LONSBERRY: Time To Take Over The Rochester City School District

The state or a court must take over the Rochester City School District.

            Its years of incompetent leadership, under a succession of boards and superintendents, has climaxed in the current debacle, in which – the day before school was scheduled to open – there is no certain answer about who will be attending when, or where, or how they will get there.

               It is an absolute collapse of function stemming completely from a chronic failure of capability. They are just too dumb, lazy and self-serving for the job.

               And the damage they do is intolerable. It is a crime against the children of Rochester and their futures. For too many years – for too many decades – poor kids in a decaying city have been ground to powder by a malfeasant school district. Society can simply not tolerate this cruel injustice any longer.

               Every remediation has been tried. A state monitor was appointed, new board members were elected, a succession of superintendents have churned through, mayor after mayor has decried the situation, reform after reform has been tried, great quests for racial justice – one after the other – have been launched, and nothing has worked. The district has failed its students academically, and proven incapable of maintaining the most basic of management functions.

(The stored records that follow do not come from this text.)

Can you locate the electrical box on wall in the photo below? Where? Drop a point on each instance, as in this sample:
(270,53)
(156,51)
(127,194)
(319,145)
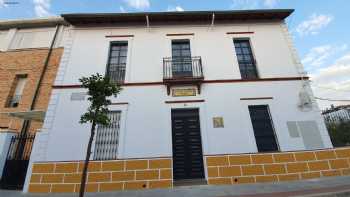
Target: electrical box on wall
(218,122)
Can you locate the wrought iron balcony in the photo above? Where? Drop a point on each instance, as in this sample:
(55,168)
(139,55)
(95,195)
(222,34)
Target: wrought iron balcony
(182,71)
(14,101)
(116,73)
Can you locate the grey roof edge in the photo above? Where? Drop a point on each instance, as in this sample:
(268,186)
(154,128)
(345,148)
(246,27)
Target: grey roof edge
(258,11)
(32,23)
(138,18)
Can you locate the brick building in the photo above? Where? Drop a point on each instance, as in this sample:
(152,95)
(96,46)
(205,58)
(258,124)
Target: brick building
(25,57)
(30,53)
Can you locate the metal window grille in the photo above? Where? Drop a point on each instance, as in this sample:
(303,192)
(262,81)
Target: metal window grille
(107,138)
(246,61)
(117,61)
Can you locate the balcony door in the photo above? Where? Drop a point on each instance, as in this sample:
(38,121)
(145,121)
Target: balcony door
(181,58)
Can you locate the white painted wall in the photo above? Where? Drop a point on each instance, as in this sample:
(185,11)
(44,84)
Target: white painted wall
(146,120)
(3,35)
(148,47)
(31,38)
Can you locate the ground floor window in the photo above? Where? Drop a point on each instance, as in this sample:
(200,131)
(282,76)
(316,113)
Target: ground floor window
(263,128)
(107,138)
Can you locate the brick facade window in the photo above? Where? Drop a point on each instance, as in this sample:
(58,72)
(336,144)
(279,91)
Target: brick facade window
(16,90)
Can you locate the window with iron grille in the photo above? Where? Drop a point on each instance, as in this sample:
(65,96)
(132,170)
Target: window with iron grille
(117,61)
(107,138)
(245,59)
(182,61)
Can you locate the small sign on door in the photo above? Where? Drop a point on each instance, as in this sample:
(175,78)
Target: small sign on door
(218,122)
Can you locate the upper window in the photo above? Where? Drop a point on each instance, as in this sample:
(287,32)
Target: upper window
(245,59)
(181,54)
(117,61)
(16,91)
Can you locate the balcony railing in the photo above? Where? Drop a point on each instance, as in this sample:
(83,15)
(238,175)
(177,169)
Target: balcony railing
(182,68)
(14,101)
(116,73)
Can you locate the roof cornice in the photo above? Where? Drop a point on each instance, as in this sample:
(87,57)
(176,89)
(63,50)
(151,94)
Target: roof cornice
(186,17)
(32,23)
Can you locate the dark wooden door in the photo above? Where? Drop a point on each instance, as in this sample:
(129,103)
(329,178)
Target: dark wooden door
(263,128)
(187,145)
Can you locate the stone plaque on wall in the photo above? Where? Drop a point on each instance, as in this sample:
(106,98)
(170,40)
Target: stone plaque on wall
(184,92)
(218,122)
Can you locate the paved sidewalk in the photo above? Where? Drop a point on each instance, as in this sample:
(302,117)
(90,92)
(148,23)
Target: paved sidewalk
(317,187)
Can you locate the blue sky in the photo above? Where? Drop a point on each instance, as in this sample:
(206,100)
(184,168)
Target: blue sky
(320,29)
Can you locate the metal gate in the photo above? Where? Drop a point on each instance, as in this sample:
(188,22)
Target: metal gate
(17,160)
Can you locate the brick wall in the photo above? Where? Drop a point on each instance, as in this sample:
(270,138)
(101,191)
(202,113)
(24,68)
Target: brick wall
(102,175)
(30,62)
(274,167)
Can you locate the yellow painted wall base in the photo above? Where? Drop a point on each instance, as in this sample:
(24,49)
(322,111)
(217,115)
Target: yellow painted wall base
(102,176)
(275,167)
(134,174)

               All while paying board members and superintendents – and armies of Central Office administrators – some of the highest wages in the state, even while many of them spent the last year working from home or out of the area or state.

               Each new district failure is blamed on poverty and racism, and met with tired clichés and more appeals for state money. It is a dishonest string of excuses that drags on year after year, administration after administration.

               And it must end.

               It’s time to take the car keys away.

               It’s time to put a grown up in charge.

               Not some out-of-area product of the education industry, but a local leader of demonstrated capability. Someone who knows the players, can deal with unions, understands how government works, has run something big before, and who is established and secure enough to kick ass and hurt feelings.

               Possible names for consideration would be former mayor, police chief and lieutenant governor Bob Duffy; former county executive and clerk Cheryl Dinolfo; and former Irondequoit supervisor Dave Seeley. Each is capable, each is sufficiently self-confident, each is fundamentally local, and each is currently underutilized.

               Possibly there are others, but these three are obvious, and any of the three could get the job done.

               And the job must get done.

               Every day spent dithering by the dunces atop the Rochester City School District is another day of uncertainty for young people who have already been dealt a tough hand by life and society. They ought to be getting more at school, not less. And yet – in spite of a never-ending flow of money – what they get from their school district is disservice.

               As this year’s fumbled beginning proves again.

               When you have to call the superintendent and her senior staff back from vacation to address a cascading series of school-closing issues in the days before the new year begins, you don’t have a school district, you have a clown circus.

               And it’s time to put an end to it.

               It seems that the governor – or a judge, in response to a suit – can order a decapitation of the district. A 2015 state law allows for districts to be taken over. Perhaps none has ever needed to be taken over as badly as this one, or needed to be taken over as completely as this one.

               The Rochester City School District has had 30 years of second chances. Along the way, it has destroyed the lives of many tens of thousands of students, handicapping their families and communities for generations to come. That is a moral crime that cannot be suffered any longer.

               This isn’t a school district, it’s a con. A scheme to defraud the taxpayers of their money and the students of their futures. And it must be brought to a crashing halt.

               School was scheduled to start tomorrow, but not a single parent or child knows if it will or how it will. That wouldn’t be tolerated at any other school district in the region, and it can’t be tolerated here.

               It’s time to take action.

               The governor needs to take this district over.

               And she needs to put a veteran local leader in charge of beating it into shape.